We visited Taganyahu Swao (Taagen) at his apartment on Eastern Parkway, a cheerful apartment filled with sunlight where he lives with his wife and son. A bedroom doubles as his art studio, where he works on a variety projects using woodcuts, paintings, and stop animation using a Super 8 camera. His woodcuts, which combine imagery of chaotic urban scenes clashing with humanity and the natural world, are never completed until he’s worked a car, truck, or another form transportation in the composition. He works from memories and snapshots from trips to Brazil, Jamaica, and Europe. Taagen is also deeply involved in creating music videos, from animating a Tom Waits video to directing and producing a series of videos from independent reggae musicians in the city where he grew up, Kingston, Jamaica.
NNNY: Describe your experience moving to the United States.
Taagen: I was born and raised in Kingston, Jamaica. My mother had to go to the states for work. She would leave us with my father. My grandparents and an uncle all lived with us at time. My mother eventually called my brother and my sister and I to come up and stay with her in the states. My parents were no longer really together and my Dad didn’t want to go. So I went to the states to live when I was 12. It wasn’t my first time being in the states as I had visited and spent time there with my family growing up. I had no idea though that this was where I would be spending the majority of my life. My father moved up to Brooklyn two years later. I went to high school and then college in New York. My first apartment out of college was in Brooklyn. My first son was conceived of and born in Brooklyn. I have been back to Jamaica and spent a long time living in Brazil. However I always return to Brooklyn New York.
NNNY: What was the evolution of you becoming an artist?
Taagen: My father is a Rastafarian painter, illustrator, has his own comic book and is an all around life artist. He played the flute, did back flips, a lot of martial arts, loved films, Julio Iglesias, Ralph Tamar and lots of obscure music. This was quite eccentric for a man who lived in conservative Kingston, Jamaica. And even for the Rastafarian community. So growing up with him I knew that I was different from the day I stepped in school and saw I was the only one with long dreadlocks! I did everything my dad did. There was no start to becoming an artist cause the way we lived was always creative. I only became conscious of this when I left my house and saw that other people didn't live eat or even talk the way we did. So I was always different and it was my destiny to be an artist from birth.
NNNY: Describe your studio practice.
Taagen: My studio is in my home. For the time being I don't have finances to have a space exclusively to create artwork. So my living room sometimes serves as the space but mostly I work in my bedroom, which has 2 large windows, a table with my computer on it, my dresser with my wife and I's clothes and two cabinets that holds everything from art supplies to musical instruments. I try to get it in during the afternoon hours while my children are at school but I usually work at night when they are asleep. It's a very peaceful time.
NNNY: What successes and difficulties have you had as a foreign–born artist in New York?

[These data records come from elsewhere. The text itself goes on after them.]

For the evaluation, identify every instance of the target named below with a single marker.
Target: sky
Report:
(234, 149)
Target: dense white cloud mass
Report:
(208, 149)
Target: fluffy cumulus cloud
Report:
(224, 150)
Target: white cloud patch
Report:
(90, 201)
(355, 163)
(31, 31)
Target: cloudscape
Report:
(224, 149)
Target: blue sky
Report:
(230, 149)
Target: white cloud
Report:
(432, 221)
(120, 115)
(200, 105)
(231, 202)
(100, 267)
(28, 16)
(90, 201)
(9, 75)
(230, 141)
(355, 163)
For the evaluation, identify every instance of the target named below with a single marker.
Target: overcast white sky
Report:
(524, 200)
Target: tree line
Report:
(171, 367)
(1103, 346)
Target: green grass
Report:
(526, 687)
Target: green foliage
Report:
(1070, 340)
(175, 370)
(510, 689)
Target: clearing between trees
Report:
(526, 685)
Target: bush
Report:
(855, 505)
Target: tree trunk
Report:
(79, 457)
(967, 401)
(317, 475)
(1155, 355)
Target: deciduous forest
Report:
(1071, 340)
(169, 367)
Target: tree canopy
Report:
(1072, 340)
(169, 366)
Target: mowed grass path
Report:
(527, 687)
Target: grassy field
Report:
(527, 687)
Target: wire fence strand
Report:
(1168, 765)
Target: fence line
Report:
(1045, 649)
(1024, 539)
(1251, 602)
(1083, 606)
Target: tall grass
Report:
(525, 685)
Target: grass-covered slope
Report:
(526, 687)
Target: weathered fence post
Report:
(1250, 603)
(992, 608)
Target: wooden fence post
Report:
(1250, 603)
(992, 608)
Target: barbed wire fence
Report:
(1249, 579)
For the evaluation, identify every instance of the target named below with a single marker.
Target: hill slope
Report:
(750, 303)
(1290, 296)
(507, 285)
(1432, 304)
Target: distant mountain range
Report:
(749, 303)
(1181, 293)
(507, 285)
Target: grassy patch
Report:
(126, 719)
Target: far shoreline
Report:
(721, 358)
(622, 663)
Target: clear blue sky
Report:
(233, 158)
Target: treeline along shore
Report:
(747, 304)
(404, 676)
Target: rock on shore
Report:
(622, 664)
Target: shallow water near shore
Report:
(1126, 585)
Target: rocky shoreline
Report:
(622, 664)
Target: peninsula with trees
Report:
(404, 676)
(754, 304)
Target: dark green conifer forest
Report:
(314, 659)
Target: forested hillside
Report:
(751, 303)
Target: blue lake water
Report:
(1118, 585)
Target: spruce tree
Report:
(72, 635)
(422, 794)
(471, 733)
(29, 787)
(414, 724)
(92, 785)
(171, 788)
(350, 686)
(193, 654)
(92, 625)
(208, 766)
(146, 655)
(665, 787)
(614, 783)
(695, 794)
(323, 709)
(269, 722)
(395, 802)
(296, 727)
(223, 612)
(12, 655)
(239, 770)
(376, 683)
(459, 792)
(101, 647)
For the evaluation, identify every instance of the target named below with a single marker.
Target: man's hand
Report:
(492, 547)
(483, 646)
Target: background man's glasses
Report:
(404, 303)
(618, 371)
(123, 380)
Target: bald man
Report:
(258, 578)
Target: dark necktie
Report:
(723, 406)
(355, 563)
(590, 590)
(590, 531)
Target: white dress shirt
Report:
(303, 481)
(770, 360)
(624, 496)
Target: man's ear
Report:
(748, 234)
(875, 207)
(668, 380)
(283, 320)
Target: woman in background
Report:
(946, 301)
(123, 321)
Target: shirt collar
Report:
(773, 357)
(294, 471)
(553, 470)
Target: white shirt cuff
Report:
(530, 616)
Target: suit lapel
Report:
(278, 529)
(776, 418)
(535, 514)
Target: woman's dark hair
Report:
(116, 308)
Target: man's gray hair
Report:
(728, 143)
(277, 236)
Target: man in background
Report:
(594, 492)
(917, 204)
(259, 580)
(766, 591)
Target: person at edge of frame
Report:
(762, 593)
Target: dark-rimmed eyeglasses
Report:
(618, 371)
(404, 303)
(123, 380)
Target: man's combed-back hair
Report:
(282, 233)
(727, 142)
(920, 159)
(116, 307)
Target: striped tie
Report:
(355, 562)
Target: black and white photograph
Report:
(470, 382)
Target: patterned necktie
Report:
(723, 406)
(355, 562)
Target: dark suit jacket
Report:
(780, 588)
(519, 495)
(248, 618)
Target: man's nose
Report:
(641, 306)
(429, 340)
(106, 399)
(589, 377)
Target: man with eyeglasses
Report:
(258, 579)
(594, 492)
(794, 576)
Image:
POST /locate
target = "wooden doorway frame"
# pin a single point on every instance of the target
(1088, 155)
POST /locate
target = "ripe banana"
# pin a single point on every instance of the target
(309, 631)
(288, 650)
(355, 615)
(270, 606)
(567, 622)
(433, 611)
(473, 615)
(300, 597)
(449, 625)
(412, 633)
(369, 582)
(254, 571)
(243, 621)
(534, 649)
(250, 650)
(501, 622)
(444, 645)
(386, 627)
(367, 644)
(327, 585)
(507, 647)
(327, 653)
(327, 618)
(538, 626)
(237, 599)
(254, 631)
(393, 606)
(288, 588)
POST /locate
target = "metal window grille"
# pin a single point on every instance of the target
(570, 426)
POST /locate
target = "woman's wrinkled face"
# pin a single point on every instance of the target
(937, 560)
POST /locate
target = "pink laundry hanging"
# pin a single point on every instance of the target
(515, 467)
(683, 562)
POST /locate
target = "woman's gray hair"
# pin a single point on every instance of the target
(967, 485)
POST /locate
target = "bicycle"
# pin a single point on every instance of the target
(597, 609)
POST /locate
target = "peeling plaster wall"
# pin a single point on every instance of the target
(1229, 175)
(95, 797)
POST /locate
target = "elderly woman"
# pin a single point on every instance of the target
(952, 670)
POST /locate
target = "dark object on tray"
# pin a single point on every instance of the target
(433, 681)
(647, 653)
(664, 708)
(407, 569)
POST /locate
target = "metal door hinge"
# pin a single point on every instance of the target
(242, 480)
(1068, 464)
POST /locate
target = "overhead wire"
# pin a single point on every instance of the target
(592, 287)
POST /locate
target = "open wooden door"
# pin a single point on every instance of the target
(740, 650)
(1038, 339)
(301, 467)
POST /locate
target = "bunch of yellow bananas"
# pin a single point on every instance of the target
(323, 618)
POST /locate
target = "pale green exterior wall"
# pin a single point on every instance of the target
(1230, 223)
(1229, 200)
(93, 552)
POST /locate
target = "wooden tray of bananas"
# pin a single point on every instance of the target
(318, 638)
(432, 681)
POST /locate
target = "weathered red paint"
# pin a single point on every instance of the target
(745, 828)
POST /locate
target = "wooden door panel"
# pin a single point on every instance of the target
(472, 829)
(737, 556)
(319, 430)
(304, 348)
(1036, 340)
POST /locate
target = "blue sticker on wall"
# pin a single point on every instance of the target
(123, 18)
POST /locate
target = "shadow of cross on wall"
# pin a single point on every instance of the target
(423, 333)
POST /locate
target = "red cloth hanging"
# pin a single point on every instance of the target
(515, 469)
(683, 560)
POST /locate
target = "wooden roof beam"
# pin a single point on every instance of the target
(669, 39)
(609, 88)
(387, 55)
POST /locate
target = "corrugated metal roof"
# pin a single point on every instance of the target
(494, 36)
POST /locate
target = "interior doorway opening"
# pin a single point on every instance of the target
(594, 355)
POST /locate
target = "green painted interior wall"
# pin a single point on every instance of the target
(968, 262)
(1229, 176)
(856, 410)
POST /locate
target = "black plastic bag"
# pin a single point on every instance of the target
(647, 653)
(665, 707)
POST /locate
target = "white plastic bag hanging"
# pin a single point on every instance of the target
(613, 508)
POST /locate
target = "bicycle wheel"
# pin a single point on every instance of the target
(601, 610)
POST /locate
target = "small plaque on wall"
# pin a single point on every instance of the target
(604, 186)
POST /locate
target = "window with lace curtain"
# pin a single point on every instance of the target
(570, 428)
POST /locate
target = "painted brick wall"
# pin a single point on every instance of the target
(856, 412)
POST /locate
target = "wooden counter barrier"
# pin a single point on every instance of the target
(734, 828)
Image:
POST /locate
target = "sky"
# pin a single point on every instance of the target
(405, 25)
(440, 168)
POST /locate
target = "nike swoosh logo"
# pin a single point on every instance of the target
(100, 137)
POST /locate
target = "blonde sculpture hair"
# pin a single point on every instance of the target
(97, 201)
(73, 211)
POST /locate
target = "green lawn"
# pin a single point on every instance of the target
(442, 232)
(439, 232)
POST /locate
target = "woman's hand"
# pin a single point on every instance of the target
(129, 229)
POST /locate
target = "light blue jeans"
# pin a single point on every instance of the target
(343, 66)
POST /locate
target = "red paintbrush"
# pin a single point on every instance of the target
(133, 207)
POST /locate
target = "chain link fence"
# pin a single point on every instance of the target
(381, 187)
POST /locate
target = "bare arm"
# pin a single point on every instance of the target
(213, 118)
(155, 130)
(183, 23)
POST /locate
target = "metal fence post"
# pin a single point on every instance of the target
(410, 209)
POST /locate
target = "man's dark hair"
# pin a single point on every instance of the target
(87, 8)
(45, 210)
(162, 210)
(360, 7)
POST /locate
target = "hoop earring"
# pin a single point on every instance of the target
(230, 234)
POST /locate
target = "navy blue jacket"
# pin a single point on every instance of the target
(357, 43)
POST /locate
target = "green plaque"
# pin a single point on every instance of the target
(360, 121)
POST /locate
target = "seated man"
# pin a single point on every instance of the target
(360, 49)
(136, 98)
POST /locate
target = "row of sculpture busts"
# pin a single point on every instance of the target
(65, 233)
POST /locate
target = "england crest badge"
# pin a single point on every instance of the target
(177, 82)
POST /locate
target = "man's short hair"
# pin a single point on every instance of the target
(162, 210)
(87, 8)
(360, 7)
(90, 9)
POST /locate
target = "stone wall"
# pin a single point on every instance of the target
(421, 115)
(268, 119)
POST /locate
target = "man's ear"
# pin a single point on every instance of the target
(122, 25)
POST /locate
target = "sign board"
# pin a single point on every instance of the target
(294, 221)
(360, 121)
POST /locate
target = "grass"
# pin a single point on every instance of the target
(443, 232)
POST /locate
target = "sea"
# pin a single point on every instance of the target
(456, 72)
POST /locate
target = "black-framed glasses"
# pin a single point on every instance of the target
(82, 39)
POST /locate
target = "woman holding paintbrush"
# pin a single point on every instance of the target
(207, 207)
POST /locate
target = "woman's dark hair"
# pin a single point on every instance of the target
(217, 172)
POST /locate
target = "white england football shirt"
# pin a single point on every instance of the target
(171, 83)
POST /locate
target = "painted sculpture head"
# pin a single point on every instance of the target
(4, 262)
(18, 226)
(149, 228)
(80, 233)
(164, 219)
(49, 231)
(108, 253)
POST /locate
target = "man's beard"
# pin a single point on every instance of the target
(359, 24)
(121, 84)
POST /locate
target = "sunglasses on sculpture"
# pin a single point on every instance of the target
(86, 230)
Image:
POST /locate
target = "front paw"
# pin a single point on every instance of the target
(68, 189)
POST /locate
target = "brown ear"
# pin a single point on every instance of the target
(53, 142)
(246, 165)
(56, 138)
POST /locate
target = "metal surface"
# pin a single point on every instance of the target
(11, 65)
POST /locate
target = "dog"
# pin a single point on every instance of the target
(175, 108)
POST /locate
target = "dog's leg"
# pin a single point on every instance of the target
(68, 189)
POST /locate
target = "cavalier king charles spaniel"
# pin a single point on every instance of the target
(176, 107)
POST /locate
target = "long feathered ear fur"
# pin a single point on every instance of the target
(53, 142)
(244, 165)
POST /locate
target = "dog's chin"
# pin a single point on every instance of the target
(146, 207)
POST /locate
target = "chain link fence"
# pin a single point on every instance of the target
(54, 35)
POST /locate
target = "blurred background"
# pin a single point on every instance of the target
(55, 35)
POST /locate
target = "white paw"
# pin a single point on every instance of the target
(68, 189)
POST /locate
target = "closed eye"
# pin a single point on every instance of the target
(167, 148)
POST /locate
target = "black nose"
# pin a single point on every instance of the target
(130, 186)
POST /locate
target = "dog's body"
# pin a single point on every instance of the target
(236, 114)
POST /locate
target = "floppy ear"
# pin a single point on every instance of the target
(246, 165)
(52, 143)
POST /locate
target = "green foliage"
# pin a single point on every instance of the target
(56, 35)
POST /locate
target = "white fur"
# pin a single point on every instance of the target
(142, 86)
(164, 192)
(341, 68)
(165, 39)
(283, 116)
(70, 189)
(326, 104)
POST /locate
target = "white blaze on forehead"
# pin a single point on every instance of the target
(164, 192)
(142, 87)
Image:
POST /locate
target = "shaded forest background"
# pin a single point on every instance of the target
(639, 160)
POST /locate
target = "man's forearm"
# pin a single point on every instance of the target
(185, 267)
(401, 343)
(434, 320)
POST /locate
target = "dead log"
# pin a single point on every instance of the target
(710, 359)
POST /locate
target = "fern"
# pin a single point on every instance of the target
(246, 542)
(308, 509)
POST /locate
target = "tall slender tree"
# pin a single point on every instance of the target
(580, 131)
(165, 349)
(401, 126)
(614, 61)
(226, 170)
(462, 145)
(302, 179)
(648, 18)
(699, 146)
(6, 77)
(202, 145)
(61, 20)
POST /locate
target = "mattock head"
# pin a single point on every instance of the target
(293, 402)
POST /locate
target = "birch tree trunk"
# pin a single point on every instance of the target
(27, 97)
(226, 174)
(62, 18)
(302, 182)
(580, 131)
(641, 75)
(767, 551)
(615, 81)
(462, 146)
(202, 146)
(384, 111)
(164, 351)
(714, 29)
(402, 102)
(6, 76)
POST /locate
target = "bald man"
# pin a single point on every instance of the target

Taagen: I feel if I had grown up in the states I maybe a little more conditioned to the system here. However since I grow up in Jamaica, came here when I was 12 then travelled to Europe during college, and lived in Brazil for two years after school. I experience a feeling of constantly contrasting and comparing things. A feeling as if everywhere being foreign to me and also myself being a foreigner. Going back to Jamaica is the most jarring of all, as I am now a foreigner in my own home as the people treat me like that and I have yet to stay long enough for myself to feel re-acclimated there. So this is my difficulty as a foreign born artist in New York. As I do claim New York and I feel I represent New York. One success is that there are many foreigners and foreign-born artists here in New York. There is an immediate connection and feeling of understanding when meeting friends and other artists who've had a similar experience as a foreign born artist in New York. We all unite and claim our New York-ness in that regard. As mostly everyone in New York is a transplant. So connecting with this larger community of foreign-born artists for me is a great success.
NNNY: How has moving to the United States influenced your art?
Taagen: Moving to New York was a great influence as there was a huge exposure to many different mediums and forms of art that I hadn't seen in Jamaica. Growing up in Jamaica, there is art yet art doesn't have as strong a presence as it does here. Music is the main antidote for the masses and art comes second if not third or fourth. This great exposure has made me question, change and dig deeper into my ideologies of what is art. And the creation of it especially. Process is very important to me. Without having learned the processes that I was exposed to and learned here, I would be a different artist.
NNNY: What are your upcoming shows, projects, etc?
Taagen: I have my first solo exhibition at a small gallery which just recently opened up called Lotus Temple of Visions in Red Hook, Brooklyn June 21st. I'm very excited about this show. I'm also finishing my first feature film this year. I'm beginning to work on a very large woodcut for the Non-Native York Show!